Révolution technologie ou simple phénomène de mode ? Après avoir vu se lancer une construction en forme de ruban par l’architecte hollandais Janjaap Ruijssenaars d’Universe Architecture, les Pays-Bas vont dorénavant découvrir les maisons vivables par des habitants, totalement imprimés en 3 dimensions. Une première pour un bâtiment dont l’enveloppe, la structure et l’intérieur du bâtiment ne font plus qu’un. Cette technologie pourrait bien bouleverser les us et coutumes des constructeurs.

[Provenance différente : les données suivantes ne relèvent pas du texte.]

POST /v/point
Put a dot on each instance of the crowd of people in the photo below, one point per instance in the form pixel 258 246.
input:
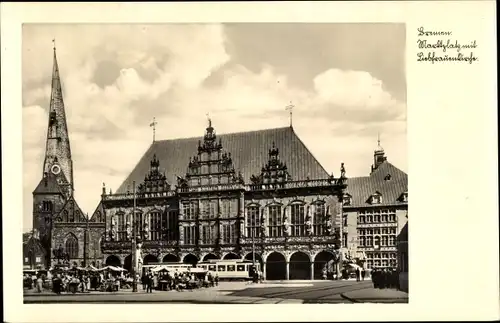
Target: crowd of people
pixel 383 278
pixel 76 281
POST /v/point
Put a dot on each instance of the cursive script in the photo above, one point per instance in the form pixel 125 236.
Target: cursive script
pixel 444 49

Images de synthèse du lotissement. Houben and Van Mierlo architecten
Images de synthèse du lotissement. © Houben and Van Mierlo architecten

Une machine et un savoir-faire innovant

 

Le principe de construction de ces nouvelles maisons est simple : une imprimante 3D, spécialement conçue pour le secteur du bâtiment, a pour encre du béton. Equipée d’une buse positionnée avec précision, l’imposant robot coule un long ruban qu’il superpose par strates successives en dessinant des formes définies par ordinateur. Comme le souligne l’express, cette technique se démarque des autres, car elle permet une liberté architecturale, d’ailleurs très visible dans l’irrégularité surprenante des courbes de ces cinq maisons, aux airs de menhirs ou de rochers. A l’air de l’émergence éco citoyenne, ce genre de design peut vraiment s’ancrer dans le paysage et commercialement peut ouvrir d’autres horizons.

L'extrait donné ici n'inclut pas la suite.